12. Dependency Introspection with pg_depend
pg_depend records dependency relationships between database objects. PostgreSQL uses dependency data to decide whether DROP RESTRICT should fail and what DROP CASCADE would affect.
A simple dependency query is hard because object identity spans many catalogs. Use helper functions first.
select
pg_catalog.pg_describe_object(d.classid, d.objid, d.objsubid) as dependent_object,
pg_catalog.pg_describe_object(d.refclassid, d.refobjid, d.refobjsubid) as referenced_object,
d.deptype
from pg_catalog.pg_depend d
where pg_catalog.pg_describe_object(d.refclassid, d.refobjid, d.refobjsubid)
like '%app.case_file%'
order by 1, 2;
This is useful for exploration, not necessarily final automation.
For robust automation, constrain object types explicitly.
Example: find routines that depend on a type by name:
with target_type as (
select t.oid
from pg_catalog.pg_type t
join pg_catalog.pg_namespace n on n.oid = t.typnamespace
where n.nspname = 'app'
and t.typname = 'case_status'
)
select distinct
p.oid::regprocedure as routine_identity,
n.nspname as routine_schema,
p.proname as routine_name
from pg_catalog.pg_depend d
join pg_catalog.pg_proc p
on p.oid = d.objid
join pg_catalog.pg_namespace n
on n.oid = p.pronamespace
join target_type tt
on tt.oid = d.refobjid
where d.classid = 'pg_catalog.pg_proc'::regclass
order by 1;
Important caveat:
Dependency metadata is strong for parsed object dependencies. It is not a perfect semantic dependency graph for dynamic SQL strings, JSON field names, external code, comments, or application assumptions.
If a function uses this:
execute format('select count(*) from %I.%I', p_schema, p_table);
then pg_depend cannot know every future table name the dynamic SQL might touch.
For dynamic SQL, you need your own metadata registry or allow-list table.

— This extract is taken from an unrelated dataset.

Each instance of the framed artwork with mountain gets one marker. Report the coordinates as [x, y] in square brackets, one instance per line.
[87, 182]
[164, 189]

13. Index Inventory and Policy Checks
Index metadata spans pg_index, pg_class, pg_namespace, and helper functions.
select
ns.nspname as schema_name,
tbl.relname as table_name,
idx.relname as index_name,
ix.indisunique as is_unique,
ix.indisprimary as is_primary,
ix.indisvalid as is_valid,
ix.indisready as is_ready,
pg_catalog.pg_get_indexdef(idx.oid) as index_definition
from pg_catalog.pg_index ix
join pg_catalog.pg_class tbl
on tbl.oid = ix.indrelid
join pg_catalog.pg_class idx
on idx.oid = ix.indexrelid
join pg_catalog.pg_namespace ns
on ns.oid = tbl.relnamespace
where ns.nspname = 'app'
order by ns.nspname, tbl.relname, idx.relname;
Production checks:
- Invalid indexes after failed concurrent index build.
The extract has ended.